CVE-2022-1067 in Patient Portal
Summary
by MITRE • 04/12/2022
Navigating to a specific URL with a patient ID number will result in the server generating a PDF of a lab report without authentication and rate limiting.
If you want to get best quality of vulnerability data, you may have to visit VulDB.
Analysis
by VulDB Data Team • 04/14/2022
This vulnerability represents a critical access control flaw that allows unauthenticated users to retrieve sensitive medical information through a straightforward URL manipulation technique. The issue stems from improper authentication checks within the web application's document generation functionality, specifically when processing patient ID numbers in URL parameters. Attackers can exploit this weakness by constructing malicious URLs that directly reference patient records, bypassing all standard authentication mechanisms and access controls that should normally prevent unauthorized data access.

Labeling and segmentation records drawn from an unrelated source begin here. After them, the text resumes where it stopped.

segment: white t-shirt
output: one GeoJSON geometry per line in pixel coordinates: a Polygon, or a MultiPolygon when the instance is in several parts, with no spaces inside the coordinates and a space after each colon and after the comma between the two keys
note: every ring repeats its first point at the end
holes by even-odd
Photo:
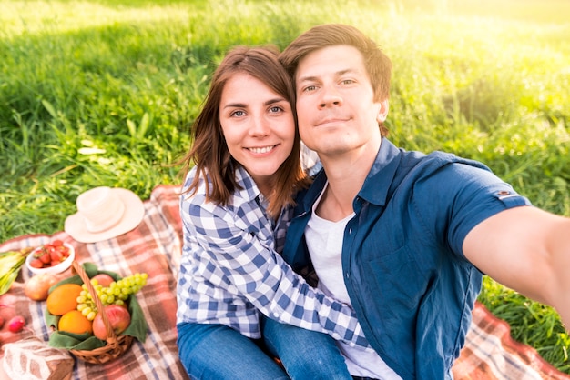
{"type": "MultiPolygon", "coordinates": [[[[326,188],[327,186],[322,190],[323,193],[326,188]]],[[[305,228],[307,246],[315,272],[319,276],[318,287],[326,295],[351,305],[342,275],[341,254],[344,228],[354,214],[338,222],[322,219],[315,213],[321,202],[321,196],[313,205],[310,219],[305,228]]],[[[351,375],[382,380],[401,379],[398,374],[390,368],[375,352],[351,347],[339,341],[337,341],[337,345],[344,356],[351,375]]]]}

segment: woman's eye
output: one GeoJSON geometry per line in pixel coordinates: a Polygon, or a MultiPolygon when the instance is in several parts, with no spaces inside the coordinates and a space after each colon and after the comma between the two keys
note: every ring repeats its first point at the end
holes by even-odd
{"type": "Polygon", "coordinates": [[[234,111],[231,114],[229,114],[230,116],[236,116],[236,117],[241,117],[245,115],[245,112],[243,111],[234,111]]]}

The technical implementation of this vulnerability demonstrates a classic path traversal and privilege escalation issue where the application fails to validate user credentials or session tokens before generating and serving PDF documents containing confidential medical data. This flaw operates at the application layer and can be exploited through simple HTTP requests without requiring any specialized tools or advanced knowledge of the system architecture. The absence of rate limiting mechanisms exacerbates the vulnerability by allowing automated exploitation at scale, potentially enabling bulk data extraction of multiple patient records within a short timeframe.

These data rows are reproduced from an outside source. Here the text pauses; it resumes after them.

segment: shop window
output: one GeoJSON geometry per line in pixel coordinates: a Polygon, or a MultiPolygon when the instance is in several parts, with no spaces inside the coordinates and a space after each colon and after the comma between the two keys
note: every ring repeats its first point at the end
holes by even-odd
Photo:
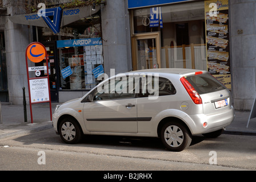
{"type": "MultiPolygon", "coordinates": [[[[158,10],[155,7],[137,9],[133,14],[134,35],[160,33],[161,44],[156,47],[161,48],[161,68],[207,70],[203,1],[161,6],[158,10]],[[158,24],[154,24],[157,15],[158,24]],[[154,20],[150,22],[151,18],[154,20]]],[[[150,57],[150,52],[143,52],[154,59],[150,57]]]]}
{"type": "Polygon", "coordinates": [[[90,90],[98,84],[93,71],[99,66],[103,69],[101,21],[99,11],[62,27],[56,34],[49,28],[37,27],[39,42],[56,42],[58,90],[90,90]],[[93,39],[96,43],[92,44],[93,39]],[[58,46],[62,41],[67,46],[58,46]]]}

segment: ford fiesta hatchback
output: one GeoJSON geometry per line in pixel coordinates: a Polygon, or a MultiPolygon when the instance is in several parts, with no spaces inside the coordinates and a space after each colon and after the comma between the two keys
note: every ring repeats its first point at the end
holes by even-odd
{"type": "Polygon", "coordinates": [[[180,151],[193,135],[218,136],[234,117],[229,91],[206,71],[154,69],[105,79],[57,106],[53,121],[67,143],[83,134],[152,136],[180,151]]]}

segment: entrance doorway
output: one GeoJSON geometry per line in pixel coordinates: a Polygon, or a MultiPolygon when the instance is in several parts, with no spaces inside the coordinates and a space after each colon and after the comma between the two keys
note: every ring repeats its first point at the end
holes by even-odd
{"type": "Polygon", "coordinates": [[[134,71],[161,68],[159,32],[134,35],[132,51],[134,71]]]}

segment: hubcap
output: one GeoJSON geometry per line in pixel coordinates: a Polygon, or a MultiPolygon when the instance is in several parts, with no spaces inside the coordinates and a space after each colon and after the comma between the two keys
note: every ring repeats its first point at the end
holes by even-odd
{"type": "Polygon", "coordinates": [[[171,125],[165,131],[165,139],[170,146],[178,147],[182,144],[184,135],[179,127],[171,125]]]}
{"type": "Polygon", "coordinates": [[[75,136],[74,126],[70,122],[65,122],[61,127],[61,134],[66,140],[72,140],[75,136]]]}

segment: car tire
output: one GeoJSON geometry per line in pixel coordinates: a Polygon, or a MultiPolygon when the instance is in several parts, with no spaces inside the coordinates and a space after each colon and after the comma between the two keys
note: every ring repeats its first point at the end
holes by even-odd
{"type": "Polygon", "coordinates": [[[178,122],[165,123],[161,130],[161,138],[167,149],[177,152],[189,146],[192,140],[187,128],[178,122]]]}
{"type": "Polygon", "coordinates": [[[222,134],[223,131],[223,129],[221,129],[211,133],[204,133],[203,134],[203,135],[206,138],[217,138],[222,134]]]}
{"type": "Polygon", "coordinates": [[[69,144],[78,143],[82,136],[82,130],[78,123],[71,117],[65,118],[61,121],[59,133],[62,140],[69,144]]]}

From an operational impact perspective, this vulnerability creates a severe data exposure risk that could compromise thousands of patient medical records simultaneously. The lack of authentication enforcement means that any individual with knowledge of the application's URL structure can access sensitive health information, potentially leading to identity theft, insurance fraud, and violation of privacy regulations such as HIPAA. The absence of rate limiting allows for rapid exploitation and data harvesting, making this vulnerability particularly dangerous in environments where large volumes of patient data are stored and accessible through web interfaces.
The vulnerability aligns with CWE-285, which addresses improper authorization issues in software systems, and maps to ATT&CK technique T1071.004 for application layer protocol manipulation. Organizations should implement immediate authentication controls that validate user credentials before document generation requests are processed, combined with robust rate limiting mechanisms to prevent automated exploitation. Additional mitigations include input validation for patient ID parameters, session management improvements, and comprehensive access logging to detect and respond to unauthorized access attempts. The remediation process should involve thorough code review of all document generation endpoints, implementation of proper authentication checks, and deployment of web application firewalls to monitor and block suspicious URL patterns.